Modeling and Machine Learning for Data Interpretation and Decision Assistance

  • Leader : Jacques Nicolas
  • Research center(s) : CRI Rennes - Bretagne Atlantique
  • Field : Human-computer interaction, images processing, data management, knowledge systems
  • Theme : Databases, Knowledge Bases, Cognitive Systems

Team presentation

Aïda is a project whose general problematic is to provide an intelligent assistance to a user facing the analysis of complex and large data sets.
By "intelligent assistance", is meant the development of automatic capabilities of modeling, of recognition of interesting situations, and the ability to elaborate recommandations of suitable and comprehensible actions.
Such capabilities have an abductive or inductive nature. It means that the central issue concerns the selection of one ore several relevant hypotheses, able to best explain a given set of observations. We adopt an artificial intelligence perspective. The aim is to make the user autonomous with respect to the analysis of his data, so that the presence of a third party (specialist of data analysis, of signal processing,...) may not be required for the interpretation of the results produced by the method. Respecting this objective assumes the generation of easily interpretable results, and thus to work with conceptually simple models.

Research themes

  • Assistance for the supervision of physicals systems : We assume that fault or correct models of the monitored system are available (model-based, discrete information). As real time monitoring is expected, models are exploited off-line for chronicle acquisition or building of a diagnostic automaton called diagnoser.
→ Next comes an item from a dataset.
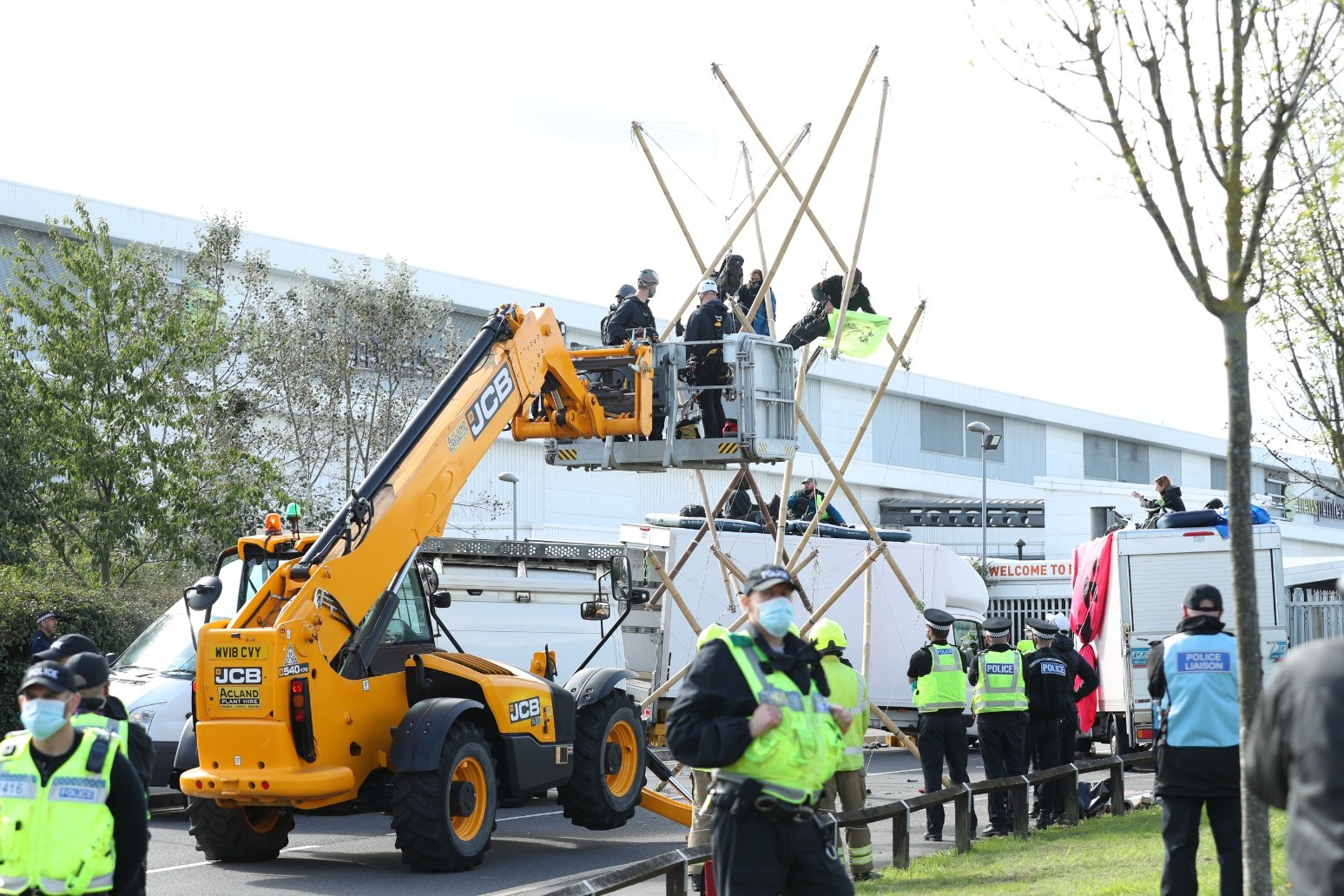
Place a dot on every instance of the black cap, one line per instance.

Only the compiled information (chronicles or diagnoser) is used on-line. We focus on dynamic systems. Therefore, modelling has to take into account a temporal dimension (temporal communicating finite state machine, temporal causal graphs). Main topics are abductive reasoning, chronicles learning, diagnoser building.
  • Machine learning of models from sequences : From a set of observations on the state or the behaviour of a system (mainly discrete sequences, that may be as well biological sequences as sequences of actions), the aim is to infer structures (finite automatas) able to explain them. For this, the project relies on works in machine learning (grammatical inference), clustering and data analysis (hierarchical clustering, decision trees).
  • Information retrieval (document) : We study the modeling of text contents through the modeling of the semantic of the elements that form their descriptors in automatic indexing. We focus on three points: development of a domain-independent model of interpretation of compounds; inference of lexical information from corpora by determining textual contexts that explain the meanings of nouns and verbs in different domains; study of the semantic variation of terms, i.e. recognition of conceptual equivalence of two structurally different sequences.

International and industrial relations

  • Project COST 15 (Multi-valued logics) and participation in the european network of excellence MONET (Model based and Qualitative Reasoning)
  • Several collaborations with Cnet (supervision of data transmission networks, syntax learning in speech recognition, belief revision of a rational agent for audiotel services)
  • Collaborations with EDF on repair planning for supply restoration in power distribution networks and on the acquisition of chronicles, Sollac, Simulog.
  • Contacts and collaborations with universities of Potsdam, Lisbon, and the Beijing mathematical institute.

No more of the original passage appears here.